Figure 3: Areas around main train stations are not particularly dense in Leeds and Manchester
Source: TravelTime; Eurostat (2018). Methodology: Close to the train station considers an area of 9 square km centred in the main train station (Leeds Station; Manchester Piccadilly; Marseille-Saint-Charles train station; Milan Central Station).
Milan and Marseille have 141,000 and 198,000 residents living within 9km2 of their main train stations, respectively; substantially more residents than Leeds (44,000) or Manchester (51,000). In order to make the most out of any future rail investments, policy makers should aim to have more residents living near public transport hubs. This will require reforming the planning system and bold policy choices at the local level, such as implementing Local Development Orders (LDOs) around rail stations.
If the goal of these investments is to increase the pool of workers who can commute into big cities, then they should focus on transport connections within them, rather than between them.
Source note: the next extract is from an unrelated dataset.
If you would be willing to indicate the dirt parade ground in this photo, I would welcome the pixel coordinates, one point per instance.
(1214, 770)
This is exactly what Crossrail does for London.
The good news is that the Integrated Rail Plan partially points in this direction by stating that previous plans offered “too little on local services – less glamorous, perhaps, but more important to most people”. But to work, and to help the Government achieve its aim to have a globally competitive city in each area of the UK, this must be coupled with building at much greater densities around the stations that such investment would create.
Leave a comment
Michael Edwards
Seems sensible for a start. However (i) there’s more to home-work links than time and house-price optimisation; in particular dual-career households benefit from larger pools, (ii) city-centre-to-city-centre travel is not the only version: there are intermediate stops which play big role in travel; likely to work especially well where pop density is bunched in valleys (pennines, Ruhr) or linear strings (Lille Roubaix Turcoing).